Monday, June 30, 2008

gravity will always let you down

If there's anything more uncool than riding a Razor scooter, it's falling off a Razor scooter. On the sidewalk. I got skills. I don't know if you wander through the residential blocks of Lincoln Square, but you'll come across these small, old neighborhood churches with cornerstones of circa 1886. I was scooting along, looking at this church I hadn't seen before, wondering what this god-fearing German neighborhood looked like in 1886 when I should have been wondering what the sidewalk looked like circa now. My scooter hit a -- I don't know -- a rock? Probably no larger than this asterisk --> * <-- but holy hell, I was about to have a profound misunderstanding with gravity. My brain made an emergency call: "feet? legs? hello? Voicemail (you joking?) -- hi guys, it's Marisa... um...yeah. It would be great if you could maybe, like, I don't want to trouble you or anything, but I'm about to fucking fall on my face and it would be nice if you responded by, I don't know... working? But whatever. Don't buffer my fall.
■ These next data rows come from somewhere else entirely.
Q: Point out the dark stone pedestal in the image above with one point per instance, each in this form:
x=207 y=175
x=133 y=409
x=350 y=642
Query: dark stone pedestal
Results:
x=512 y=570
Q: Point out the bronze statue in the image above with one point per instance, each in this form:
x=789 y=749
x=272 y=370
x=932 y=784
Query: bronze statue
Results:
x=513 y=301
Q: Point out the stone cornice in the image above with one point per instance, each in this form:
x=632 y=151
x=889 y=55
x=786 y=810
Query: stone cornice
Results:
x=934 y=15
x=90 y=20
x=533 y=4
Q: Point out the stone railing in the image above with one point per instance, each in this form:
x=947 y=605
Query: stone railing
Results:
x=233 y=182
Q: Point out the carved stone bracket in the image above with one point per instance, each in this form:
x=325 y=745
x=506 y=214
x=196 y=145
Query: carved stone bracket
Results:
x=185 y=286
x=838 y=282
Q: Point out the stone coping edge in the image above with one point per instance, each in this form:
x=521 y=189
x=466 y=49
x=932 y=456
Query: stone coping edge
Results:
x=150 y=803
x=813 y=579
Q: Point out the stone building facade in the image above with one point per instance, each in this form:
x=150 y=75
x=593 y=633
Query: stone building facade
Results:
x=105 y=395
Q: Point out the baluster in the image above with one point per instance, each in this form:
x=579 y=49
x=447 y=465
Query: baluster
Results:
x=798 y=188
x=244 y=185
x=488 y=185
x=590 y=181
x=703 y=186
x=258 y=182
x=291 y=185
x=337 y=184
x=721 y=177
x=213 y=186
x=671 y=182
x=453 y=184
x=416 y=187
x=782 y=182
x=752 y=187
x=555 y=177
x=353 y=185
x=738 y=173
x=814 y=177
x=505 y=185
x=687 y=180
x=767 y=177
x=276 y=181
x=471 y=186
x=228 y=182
I'm really looking forward to stopping at CVS on the way home for hydrogen peroxide and band-aids. I needed to buy that shit anyway. Thanks. Cute voicemail message about 'having to run out' ha ha. Bye." Click. Thankfully nobody saw me bite it on my scooter other than Jesus c 1886. We're just going to keep this hush hush. It would be pretty lame if anybody knew I got owned by my scooter.